= Venues of the 1964 Winter Olympics =

For the 1964 Winter Olympics in Innsbruck, Austria, a total of eight sports venues were used. Luge made its debut at these games, but were marred by the death of a British slider two weeks prior to the Games. A second ski jumping event debuted and the best two out of three jumps were used in both events for the only time in the history of the Winter Olympics. All eight venues would be used again when the Winter Games returned to Innsbruck twelve years later though the venues would undergo renovations in time for the 1976 Games.

==Venues==

| Venue | Sports | Capacity | Ref. |
|---|---|---|---|
| Axamer Lizum | Alpine skiing (all but men's downhill) | Not listed |  |
| Bergiselschanze | Ski jumping (large hill) | 26,000 |  |
| Bob und Rodelbahn Igls | Bobsleigh, Luge | Not listed. |  |
| Eisschnellaufbahn | Speed skating | 7,000 |  |
| Messehalle | Ice hockey | 5,544 |  |
| Olympiahalle | Figure skating, Ice hockey | 10,836 |  |
| Patscherkofel | Alpine skiing (men's downhill) | Not listed. |  |
| Seefeld | Biathlon, Cross-country skiing, Nordic combined, Ski jumping (normal hill) | Not listed. |  |

==Before the Olympics==
Before the 1964 Winter Games, Innsbruck hosted several World and European championships. They hosted the Alpine World Ski Championships both in 1933 and 1936. In 1933, Innsbruck served as host to the FIS Nordic World Ski Championships.

Innsbruck hosted its first Bobsleigh World Championships in 1935 in the two-man event, then hosted again in 1963 when the bobsleigh part of the track was used as a test event for the 1964 Games. Luge was also completed at the same time though Kazimierz Kay-Skrzypeski of Great Britain was killed in a practice run on the luge part of the track two weeks before the start of the 1964 Games. Igls also served as host of the European Luge Championships in 1951 though the track used was not constructed until 1963.

Since 1952-3 ski jumping season, Bergiselschanze has been part of the Four Hills Tournament.

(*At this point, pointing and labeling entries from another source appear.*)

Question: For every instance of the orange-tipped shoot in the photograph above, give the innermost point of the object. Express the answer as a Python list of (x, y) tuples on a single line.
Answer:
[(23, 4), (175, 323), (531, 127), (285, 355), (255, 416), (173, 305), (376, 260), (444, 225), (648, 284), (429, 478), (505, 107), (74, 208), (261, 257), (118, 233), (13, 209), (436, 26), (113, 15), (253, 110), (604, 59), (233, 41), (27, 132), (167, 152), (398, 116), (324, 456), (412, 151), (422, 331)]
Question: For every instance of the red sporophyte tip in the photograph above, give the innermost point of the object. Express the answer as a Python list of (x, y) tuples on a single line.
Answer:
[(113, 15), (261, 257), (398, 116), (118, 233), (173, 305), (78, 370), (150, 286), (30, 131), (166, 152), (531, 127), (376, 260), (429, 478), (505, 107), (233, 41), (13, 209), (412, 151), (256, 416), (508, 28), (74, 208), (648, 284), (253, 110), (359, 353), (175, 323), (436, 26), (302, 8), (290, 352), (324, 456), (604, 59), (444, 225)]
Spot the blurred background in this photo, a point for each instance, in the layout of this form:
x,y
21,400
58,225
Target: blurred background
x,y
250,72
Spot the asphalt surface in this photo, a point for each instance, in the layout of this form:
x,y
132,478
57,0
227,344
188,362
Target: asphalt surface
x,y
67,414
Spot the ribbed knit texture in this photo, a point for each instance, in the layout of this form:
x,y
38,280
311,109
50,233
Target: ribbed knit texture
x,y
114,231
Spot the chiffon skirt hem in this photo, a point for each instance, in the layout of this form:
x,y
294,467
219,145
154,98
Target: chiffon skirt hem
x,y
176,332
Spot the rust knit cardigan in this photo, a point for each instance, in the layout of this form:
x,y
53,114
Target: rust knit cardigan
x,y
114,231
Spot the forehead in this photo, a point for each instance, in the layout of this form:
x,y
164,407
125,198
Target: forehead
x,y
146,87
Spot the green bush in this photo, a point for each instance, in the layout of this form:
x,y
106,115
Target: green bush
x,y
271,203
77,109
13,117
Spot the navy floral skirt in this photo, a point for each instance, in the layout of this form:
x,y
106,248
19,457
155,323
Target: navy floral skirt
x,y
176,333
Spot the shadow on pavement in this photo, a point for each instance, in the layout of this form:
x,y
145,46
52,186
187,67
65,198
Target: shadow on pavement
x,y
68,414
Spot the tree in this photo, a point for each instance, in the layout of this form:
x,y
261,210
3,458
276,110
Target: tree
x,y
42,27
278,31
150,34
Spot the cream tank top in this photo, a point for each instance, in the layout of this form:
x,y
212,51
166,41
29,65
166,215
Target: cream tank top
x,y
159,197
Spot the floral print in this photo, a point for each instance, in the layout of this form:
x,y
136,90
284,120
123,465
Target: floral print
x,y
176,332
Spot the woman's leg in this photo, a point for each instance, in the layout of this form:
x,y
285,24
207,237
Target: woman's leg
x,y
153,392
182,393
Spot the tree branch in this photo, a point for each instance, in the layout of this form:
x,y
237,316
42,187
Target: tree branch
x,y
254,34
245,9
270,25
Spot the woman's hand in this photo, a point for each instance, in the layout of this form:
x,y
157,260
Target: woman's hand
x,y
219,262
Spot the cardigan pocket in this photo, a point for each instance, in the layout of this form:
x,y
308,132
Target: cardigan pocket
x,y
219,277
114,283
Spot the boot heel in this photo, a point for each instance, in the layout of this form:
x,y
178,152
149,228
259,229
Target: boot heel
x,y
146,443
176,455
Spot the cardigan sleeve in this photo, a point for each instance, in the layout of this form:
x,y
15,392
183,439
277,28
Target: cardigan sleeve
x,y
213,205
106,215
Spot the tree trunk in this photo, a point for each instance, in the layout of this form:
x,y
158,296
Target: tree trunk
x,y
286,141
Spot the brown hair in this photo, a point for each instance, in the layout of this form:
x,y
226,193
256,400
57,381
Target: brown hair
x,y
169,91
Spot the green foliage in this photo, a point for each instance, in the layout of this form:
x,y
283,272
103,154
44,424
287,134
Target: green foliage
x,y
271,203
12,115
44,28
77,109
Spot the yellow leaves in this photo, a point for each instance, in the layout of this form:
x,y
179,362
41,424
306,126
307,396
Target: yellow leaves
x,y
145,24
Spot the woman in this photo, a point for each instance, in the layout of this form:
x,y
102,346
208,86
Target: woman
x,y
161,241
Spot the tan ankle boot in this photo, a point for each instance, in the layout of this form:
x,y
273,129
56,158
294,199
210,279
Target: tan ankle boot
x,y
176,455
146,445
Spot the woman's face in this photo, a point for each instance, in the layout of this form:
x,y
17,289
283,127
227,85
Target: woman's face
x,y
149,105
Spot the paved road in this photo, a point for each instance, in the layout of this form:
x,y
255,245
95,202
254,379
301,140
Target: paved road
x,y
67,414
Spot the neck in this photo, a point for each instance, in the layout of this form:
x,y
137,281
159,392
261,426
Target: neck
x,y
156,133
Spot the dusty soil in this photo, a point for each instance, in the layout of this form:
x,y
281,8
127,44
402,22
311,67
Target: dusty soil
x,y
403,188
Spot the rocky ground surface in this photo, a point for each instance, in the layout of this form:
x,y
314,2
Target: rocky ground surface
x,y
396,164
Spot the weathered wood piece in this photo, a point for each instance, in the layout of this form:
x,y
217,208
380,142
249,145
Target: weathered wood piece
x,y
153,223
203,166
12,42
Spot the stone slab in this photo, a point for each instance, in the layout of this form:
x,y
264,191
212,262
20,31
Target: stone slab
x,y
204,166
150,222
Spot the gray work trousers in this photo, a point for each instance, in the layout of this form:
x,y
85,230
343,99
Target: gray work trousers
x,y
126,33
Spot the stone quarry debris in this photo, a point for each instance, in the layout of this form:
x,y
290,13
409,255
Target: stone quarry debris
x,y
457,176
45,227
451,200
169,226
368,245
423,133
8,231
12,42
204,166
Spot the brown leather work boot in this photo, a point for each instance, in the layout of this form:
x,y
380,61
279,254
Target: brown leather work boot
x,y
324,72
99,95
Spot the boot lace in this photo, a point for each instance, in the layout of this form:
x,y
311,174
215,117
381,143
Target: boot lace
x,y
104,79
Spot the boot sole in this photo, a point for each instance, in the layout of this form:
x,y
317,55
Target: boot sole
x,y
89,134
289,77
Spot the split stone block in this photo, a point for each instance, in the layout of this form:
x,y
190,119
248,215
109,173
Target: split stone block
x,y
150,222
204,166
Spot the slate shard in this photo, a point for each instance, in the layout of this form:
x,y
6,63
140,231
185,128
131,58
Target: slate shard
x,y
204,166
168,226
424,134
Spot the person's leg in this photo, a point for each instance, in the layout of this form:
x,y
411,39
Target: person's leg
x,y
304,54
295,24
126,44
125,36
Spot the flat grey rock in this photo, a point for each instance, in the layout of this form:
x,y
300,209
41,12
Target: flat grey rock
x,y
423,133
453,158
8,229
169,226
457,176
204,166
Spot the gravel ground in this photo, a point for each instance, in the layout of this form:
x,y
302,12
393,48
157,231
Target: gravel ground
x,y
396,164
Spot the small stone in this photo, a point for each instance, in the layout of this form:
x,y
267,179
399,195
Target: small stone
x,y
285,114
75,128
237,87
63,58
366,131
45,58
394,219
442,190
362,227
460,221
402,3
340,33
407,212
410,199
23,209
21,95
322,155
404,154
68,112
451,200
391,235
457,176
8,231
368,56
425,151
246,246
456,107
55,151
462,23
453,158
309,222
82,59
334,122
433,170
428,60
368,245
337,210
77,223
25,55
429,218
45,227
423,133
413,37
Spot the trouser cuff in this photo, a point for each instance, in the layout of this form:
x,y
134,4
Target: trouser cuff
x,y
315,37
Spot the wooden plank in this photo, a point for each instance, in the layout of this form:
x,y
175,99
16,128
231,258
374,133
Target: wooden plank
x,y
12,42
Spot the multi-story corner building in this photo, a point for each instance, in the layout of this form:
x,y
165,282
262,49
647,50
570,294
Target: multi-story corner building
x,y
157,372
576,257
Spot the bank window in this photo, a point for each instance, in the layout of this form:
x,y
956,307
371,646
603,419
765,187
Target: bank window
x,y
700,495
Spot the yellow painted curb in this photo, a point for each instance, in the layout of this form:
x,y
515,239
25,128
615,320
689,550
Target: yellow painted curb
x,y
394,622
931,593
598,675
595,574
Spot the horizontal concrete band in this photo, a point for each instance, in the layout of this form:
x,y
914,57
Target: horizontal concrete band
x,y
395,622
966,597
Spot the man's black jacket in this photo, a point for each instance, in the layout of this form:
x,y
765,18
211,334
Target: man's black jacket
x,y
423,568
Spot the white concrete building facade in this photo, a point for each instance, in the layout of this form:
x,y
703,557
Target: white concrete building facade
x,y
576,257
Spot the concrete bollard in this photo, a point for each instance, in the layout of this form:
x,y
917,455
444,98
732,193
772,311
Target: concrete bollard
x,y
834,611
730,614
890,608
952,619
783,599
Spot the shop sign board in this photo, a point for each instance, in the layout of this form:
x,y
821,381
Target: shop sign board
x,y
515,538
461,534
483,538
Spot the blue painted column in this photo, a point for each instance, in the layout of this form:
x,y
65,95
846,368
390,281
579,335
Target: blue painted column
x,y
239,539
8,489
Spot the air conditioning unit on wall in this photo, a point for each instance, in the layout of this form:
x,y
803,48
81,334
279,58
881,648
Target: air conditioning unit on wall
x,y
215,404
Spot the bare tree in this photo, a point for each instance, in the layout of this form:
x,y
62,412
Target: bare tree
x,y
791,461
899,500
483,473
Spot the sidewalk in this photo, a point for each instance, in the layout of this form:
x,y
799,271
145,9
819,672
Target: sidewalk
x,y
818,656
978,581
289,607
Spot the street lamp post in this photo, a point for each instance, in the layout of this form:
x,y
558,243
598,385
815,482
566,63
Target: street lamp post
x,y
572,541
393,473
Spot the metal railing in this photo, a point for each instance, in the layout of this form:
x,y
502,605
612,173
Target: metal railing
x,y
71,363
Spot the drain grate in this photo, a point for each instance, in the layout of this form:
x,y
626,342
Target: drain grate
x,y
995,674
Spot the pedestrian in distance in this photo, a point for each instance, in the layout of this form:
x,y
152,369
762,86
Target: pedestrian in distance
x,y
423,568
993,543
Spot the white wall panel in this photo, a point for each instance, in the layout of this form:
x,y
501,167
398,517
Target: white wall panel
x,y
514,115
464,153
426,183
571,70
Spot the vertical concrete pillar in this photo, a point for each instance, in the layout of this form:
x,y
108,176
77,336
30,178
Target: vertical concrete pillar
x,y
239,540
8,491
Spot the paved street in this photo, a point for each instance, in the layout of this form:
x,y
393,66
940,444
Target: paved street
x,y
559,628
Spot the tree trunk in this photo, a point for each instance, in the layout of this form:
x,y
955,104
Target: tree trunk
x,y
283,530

Seefeld hosted the Biathlon World Championships in 1963 which also served as a test event for the 1964 Games.

==During the Olympics==
The ski jumping events were the only one in Winter Olympic history to use the best two out of three jumps for medals. This saved Finland's Veikko Kankkonen in the normal hill event after he followed a disastrous first jump with the longest second and the second-longest third jumps.

==After the Olympics==
Bergiselschanze continued to play host as one of the hills for the Four Hills Tournament.

Innsbruck would host the Winter Olympics twelve years later following the withdrawal of Denver, Colorado in the United States for those games in late 1972 following a referendum. All eight venues from the 1964 Games were used for the 1976 Games with some improvements. The bobsleigh and luge tracks were demolished and converted into an artificially refrigerated combination track, the first of its kind in the world. Ski jumps at Bergsiel and Seefeld both had improving judging stations. Two new artificial ice rinks were built, one for figure skating and the other for ice hockey. Eischnellaufen had new refrigeration done on its 400 m lap circuit.